Ashley Twombley, chair of the board of directors of P&A, noted that "the 19th century Russian novelist Fyodor Dostoevsky said, 'The degree of civilization of a society can be judged by entering its prisons.' The idea is no less true today. Judge Baxley's order gives us reason to be ashamed of our state's treatment of mentally ill men and women. On the other hand, the ruling gives us hope they will be given proper medical care and treated with basic human decency."

In his conclusion, Judge Baxley noted the eight-year length of the litigation. "Rather than accept the obvious at some point and come forward in a meaningful way to try and improve its mental health system, Defendants have fought this case tooth and nail…The hundreds of thousands of tax dollars spent defending this lawsuit, at trial and most likely now on appeal, would be better expended to improve mental health services delivery at SCDC," Baxley wrote.

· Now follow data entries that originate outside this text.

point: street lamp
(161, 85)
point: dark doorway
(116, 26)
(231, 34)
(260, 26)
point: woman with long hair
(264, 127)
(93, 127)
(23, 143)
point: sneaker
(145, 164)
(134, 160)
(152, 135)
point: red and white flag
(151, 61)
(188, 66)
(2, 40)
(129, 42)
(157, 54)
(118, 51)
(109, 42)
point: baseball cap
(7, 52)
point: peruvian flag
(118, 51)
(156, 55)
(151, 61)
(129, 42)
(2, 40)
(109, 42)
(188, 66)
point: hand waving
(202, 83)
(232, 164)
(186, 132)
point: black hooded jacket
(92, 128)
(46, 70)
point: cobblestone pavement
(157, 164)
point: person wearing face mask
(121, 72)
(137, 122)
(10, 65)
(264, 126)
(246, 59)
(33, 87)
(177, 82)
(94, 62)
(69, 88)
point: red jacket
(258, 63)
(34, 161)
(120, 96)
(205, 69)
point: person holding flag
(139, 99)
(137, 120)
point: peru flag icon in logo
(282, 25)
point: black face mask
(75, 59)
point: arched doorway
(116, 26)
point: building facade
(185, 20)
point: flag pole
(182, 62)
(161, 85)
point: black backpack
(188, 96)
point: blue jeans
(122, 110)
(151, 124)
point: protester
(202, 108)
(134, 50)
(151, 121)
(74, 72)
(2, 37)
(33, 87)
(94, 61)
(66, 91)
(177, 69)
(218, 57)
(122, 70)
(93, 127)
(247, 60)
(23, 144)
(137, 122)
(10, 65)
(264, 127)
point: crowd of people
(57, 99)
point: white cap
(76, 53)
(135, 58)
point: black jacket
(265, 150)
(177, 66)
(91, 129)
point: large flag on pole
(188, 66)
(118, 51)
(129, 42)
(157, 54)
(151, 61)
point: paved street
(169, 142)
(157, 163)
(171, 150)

The judge noted that providing mental health services to inmates has significance beyond the prison walls. "What happens at the Department of Corrections impacts all of us, whether it is from the discharge of untreated seriously mentally ill individuals from prison into the general population, or tremendously increased costs for treatment and care that might have been prevented, or the needless increase in human suffering when use of force replaces medical care. The decisions of our Courts reflect the values of our society. To that end, our state can no longer tolerate a mental health system at the South Carolina Department of Corrections that has broken down due to lack of finances and focus," he wrote.

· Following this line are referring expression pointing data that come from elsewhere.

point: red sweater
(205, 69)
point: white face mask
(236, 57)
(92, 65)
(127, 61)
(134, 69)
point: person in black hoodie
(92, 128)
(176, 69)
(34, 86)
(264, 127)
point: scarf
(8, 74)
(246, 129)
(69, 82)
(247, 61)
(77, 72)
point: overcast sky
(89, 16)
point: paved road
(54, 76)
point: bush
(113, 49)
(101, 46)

"This ruling reinforces the evidence that the SC Department of Corrections is in crisis and has been in crisis for more than a decade as several studies have shown," said Joy Jay, executive director of Mental Health of America for South Carolina who served as guardian for the prisoners. "People are dying needlessly in our prisons because of poor treatment. The public should also view this as a public safety issue in that inmates with serious mental health issues who receive no or very abusive treatment will return to their communities worse than when they went in."

National experts and more than 10 inmates testified on prison conditions, including long-term solitary confinement – in one case from February 2001 – February 2008; multiple hours of restraint in crucifix positions with no bathroom breaks; placement naked in shower stalls, interview booths, and holding cells for hours and days with no toilets; and routine and excessive use of pepper spray.

During the five-week trial that began in February 2012, Baxley heard arguments from Nelson Mullins Riley & Scarborough attorneys Dan Westbrook and Stuart Andrews, representing the plaintiffs. Mr. Westbrook argued at closing that the evidence presented at trial proved that SCDC's mental health system was constitutionally deficient in such areas as crisis intervention, solitary confinement, clinical staffing, record keeping, mental health screening, use of force, and medication administration. Mr. Westbrook argued that SCDC knows of the deficiencies and has failed to correct them.

SCDC attorney Andrew Lindemann of Davidson & Lindemann argued that the court should dismiss the case on a variety of legal grounds, including lack of standing and the separation of powers doctrine. Mr. Lindemann also argued that SCDC should not be held liable when it cannot control its funding. Mr. Lindemann further argued that SCDC has improved mental health services in recent years.

P&A is an independent, statewide, nonprofit corporation that protects and advances the legal rights of people with disabilities. The case is T.R., P.R., K.W., and A.M. on behalf of themselves and others similarly situated; and Protection and Advocacy for People with Disabilities, Inc., v. South Carolina Department of Corrections; and William R. Byars, Jr., as Agency Director of the South Carolina Department of Corrections.